Re: LSP and subtype



Responding to Huber...

That segues to the notion that the client has to understand _the
whole tree_ to access it properly.  For example, suppose we can't
instantiate Base on a standalone basis and we have:

                  [Base]
                  + foo()
                    A
                    |
          +---------+--------+
          |                  |
        [Sub1]            [Sub2]
        + foo()

where [Sub2] gets the Base.foo() implementation.  Suppose a Client
invoking Base.foo() is happy with either implementation so all is
well.



Why would the client ever care about what implementation he gets? All Sub1.foo() must respect are the invariants, pre- & postconditions that were established by Base. If Sub1.foo() does so then the client will never notice a difference. If Sub1.foo() fails to do so then the LSP is violated and Sub1 is faulty.


As I said, the stipulation is the Client is happy with either
implementation, so it can invoke Base.foo().


Um, why is the "happiness" of some *particular* client code important?
As long as all foo overrides respect the invariants, pre- &
postconditions that Base documents/relies on then *any* imaginable
client code will run just fine with *any* subclass object of Base, won't
it? IOW, the client just needs to be happy with the documented behavior
(again invariants, pre- & postconditions) of Base and never needs to
know that there are in fact subclasses and overrides.

The relationship between the Client and the member of the tree needs to be defined for each client. When evaluating the collaboration the developer must determine where in the tree the Client will access objects. That decision must be made on a client-by-client basis.

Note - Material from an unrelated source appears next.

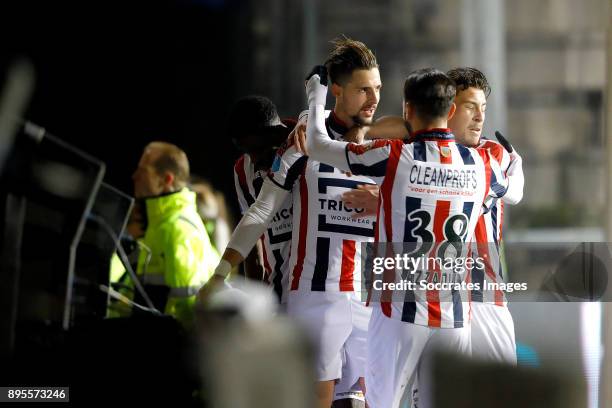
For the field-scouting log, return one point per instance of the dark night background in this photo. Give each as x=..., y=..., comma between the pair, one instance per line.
x=112, y=76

For the tree above it is entirely possible that for a given class of Client objects the only behavior that is acceptable is Sub2.foo(). If that is the case the developer must establish a relationship between the Client class and only the Sub1 class. That is the only way ot capture the constraint on the collaboration that the Base.foo() behavior is not acceptable to the Client.

Now suppose somebody comes along doing maintenance and decides we
need a third implementation:

                  [Base]
                  + foo()
                    A
                    |
          +---------+--------+--------------+
          |                  |              |
        [Sub1]            [Sub2]          [Sub3]
        + foo()                           + foo()

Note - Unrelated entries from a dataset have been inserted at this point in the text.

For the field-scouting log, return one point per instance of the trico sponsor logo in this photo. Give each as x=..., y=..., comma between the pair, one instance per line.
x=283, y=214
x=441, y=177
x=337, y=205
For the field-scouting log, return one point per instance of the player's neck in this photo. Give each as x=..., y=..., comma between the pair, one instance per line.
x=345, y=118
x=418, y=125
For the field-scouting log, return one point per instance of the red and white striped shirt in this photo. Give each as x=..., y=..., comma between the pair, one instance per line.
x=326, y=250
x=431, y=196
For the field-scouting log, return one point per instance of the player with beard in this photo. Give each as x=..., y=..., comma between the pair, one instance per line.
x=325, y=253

This may break the original Client if the Sub3.Foo() implementation
is unacceptable (i.e., an LSP violation from the Client
perspective) even though the original Client and its context was
not touched.



This is just an example that derived classes must observe the LSP or else there's a bug in the software. I don't see how this backs your assertion that one should not be able to instantiate Base classes.


That was pretty much my point.  The pitfall from an LSP perspective is
that one cannot arbitrarily add new subclass implementations without
validating them against the existing client access contexts.


Same disagreement as above, I think you can leave client access contexts
out of the discussion.

If Base.foo() and Sub1.foo() are acceptable to the existing clients one still has to make sure that Sub3.foo() is also acceptable. This is a really basic maintenance issue anytime one updates a subclassing tree. If there are overrides it is possible to break the existing clients when an instance of the new subclass is presented to them. To put it another way, validating the clients' access is the only /practical/ way to ensure one is not creating an LSP problem when adding the new behavior to the tree.



Apropos of your point above about DbC conditions, there is really no
way to write such conditions in practice to deal with OO inclusion
polymorphism.  That's because one is not really substituting different
implementations of the same semantics; one is substituting different
behavior semantics.  So the post conditions between subclasses will
usually be different.  IOW, adding a new subclass behavior almost
always changes the base class' ORed postcondition specification.

The only way to effectively deal with that is by raising the level of
abstraction of the base class condition specification.  So if we have:

           1        attacks 1
[Predator] ------------------ [Prey]
                                A
                                |
                    +-----------+
                    |           |
                [Gazelle]  [Impala]
                + run()    + run ()

we can implement a Prey.run behavior for the base class and things
will Just Work from an LSP perspective.  But now suppose we add:

           1        attacks 1
[Predator] ------------------ [Prey]
                                A
                                |
                    +-----------+----------+
                    |           |          |
                [Gazelle]  [Impala]   [Pheasant]
                + run()    + run ()   + takeFlight()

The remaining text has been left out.